Am Freitagvormittag haben die dänische Straßenverkehrsbehörde (Vejdirektoratet) und das deutsche Pendant, „Die Autobahn GmbH des Bundes“, eine Absichtserklärung unterzeichnet, um die Zusammenarbeit und den Wissensaustausch zwischen beiden Ländern zu stärken. 

Bei strahlendem Sonnenschein trafen sich Jens Holmboe, Chef des Vejdirektorat, und Stephan Krenz, Vorsitzender der Geschäftsführung der Autobahn GmbH, auf dem Rastplatz Ellund direkt an der deutsch-dänischen Grenze.

Dies sei ein symbolischer Ort, sagte Krenz zur Begrüßung auf Englisch. „Die Autobahn E45 reicht von Norwegen bis nach Italien, und das zeigt deutlich, dass Straßen nicht an Grenzen enden.“ Daher brauche es auch ein effizientes grenzübergreifendes Verkehrsmanagement und eine Kooperation bei Zukunftsthemen. Die Vereinbarung zwischen den beiden Behörden bezeichnete er als „wichtigen Schritt zur Intensivierung der Zusammenarbeit“.

Die Autobahn E45 reicht von Norwegen bis nach Italien, und das zeigt deutlich, dass Straßen nicht an Grenzen enden.

Stephan Krenz, Vorsitzender der Geschäftsführung der Autobahn GmbH
Vejdirektorat Autobahn GmbH
Ein symbolischer Ort für eine Absichtserklärung: der Rastplatz Ellund direkt an der deutsch-dänischen Grenze Foto: Gerrit Hencke

Zusammenarbeit bereits am Grenzübergang

Die Worte dringen kaum bis zu den versammelten Journalistinnen und Journalisten durch, denn der Lärm ist direkt neben der Fahrbahn immens.

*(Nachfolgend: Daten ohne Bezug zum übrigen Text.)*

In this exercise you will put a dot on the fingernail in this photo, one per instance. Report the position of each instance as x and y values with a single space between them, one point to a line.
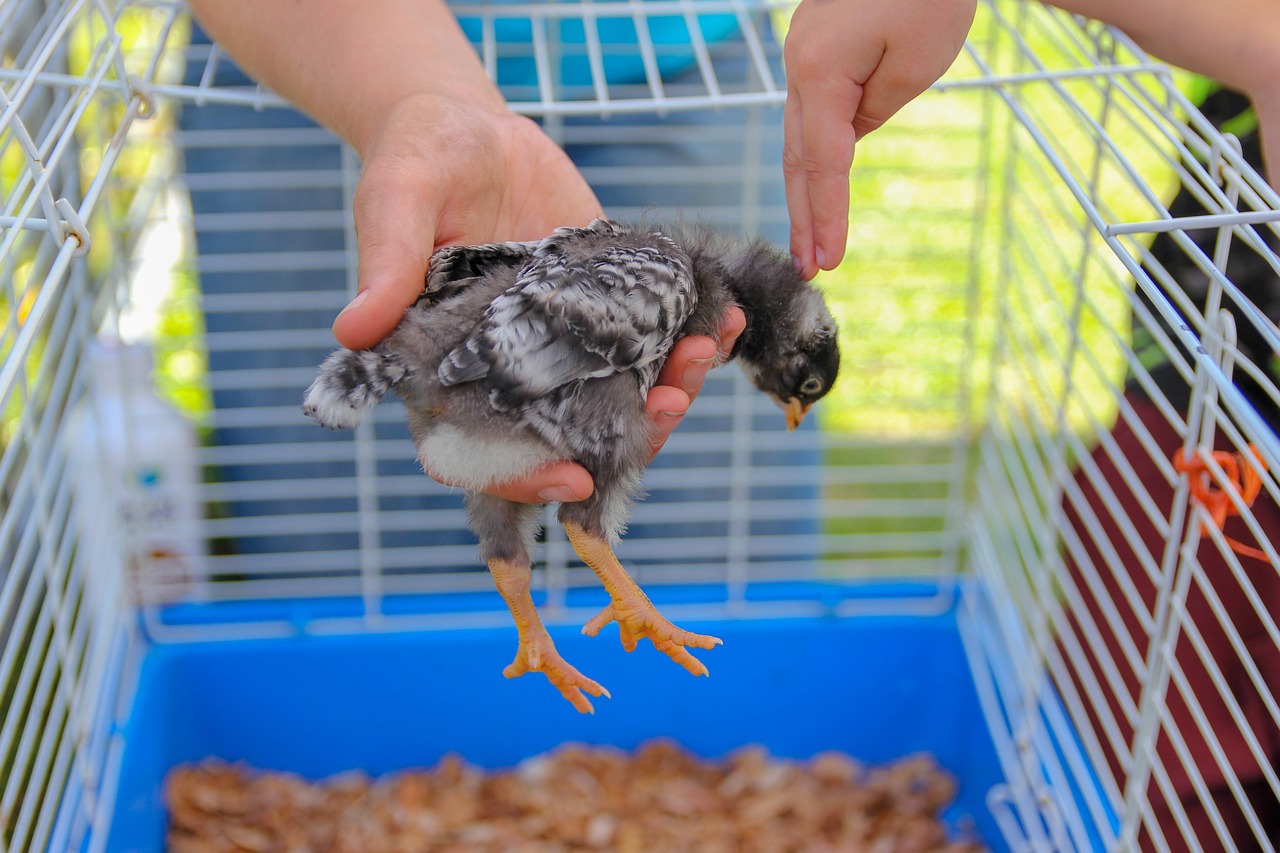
560 493
695 373
360 297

Während dort die Autos in Richtung Süden vorbeirauschen, stockt der Verkehr in Richtung Norden am Grenzübergang immer wieder. Die neuen gelben Markierungen, die seit Ostern den Verkehrsfluss beschleunigen und verstetigen sollen, werden über den Sommer weiterhin getestet, sagt Klaus-Peter Sellmer von der Straßenmeisterei Schleswig, die bis zur Grenze zuständig ist, dem „Nordschleswiger“.

Die Maßnahme zum besseren Verkehrsfluss an der Grenze in Richtung Norden ist bereits ein erstes Beispiel für die Zusammenarbeit zwischen der dänischen und der deutschen Behörde. Schon kurz nach der Gründung der Autobahn GmbH 2021 gingen beide Länder aufeinander zu. Die Unterzeichnung der Absichtserklärung war an diesem Freitag daher eher ein symbolischer Akt. 

Die Ergebnisse des Tests an der Grenze werden im August ausgewertet. Sind die Spuren eine Lösung, werden sie dauerhaft aufgebracht, nachdem von August bis Oktober die Fahrbahndecke in Richtung Norden erneuert wird. Der Verkehr wird derzeit auf zwei Spuren an den zwei Kontrollhäuschen vorbeigeführt. Dabei sollen Lkw die rechte Spur nutzen, Pkw dürfen sie nutzen. Die linke Spur ist ausschließlich Pkw vorbehalten.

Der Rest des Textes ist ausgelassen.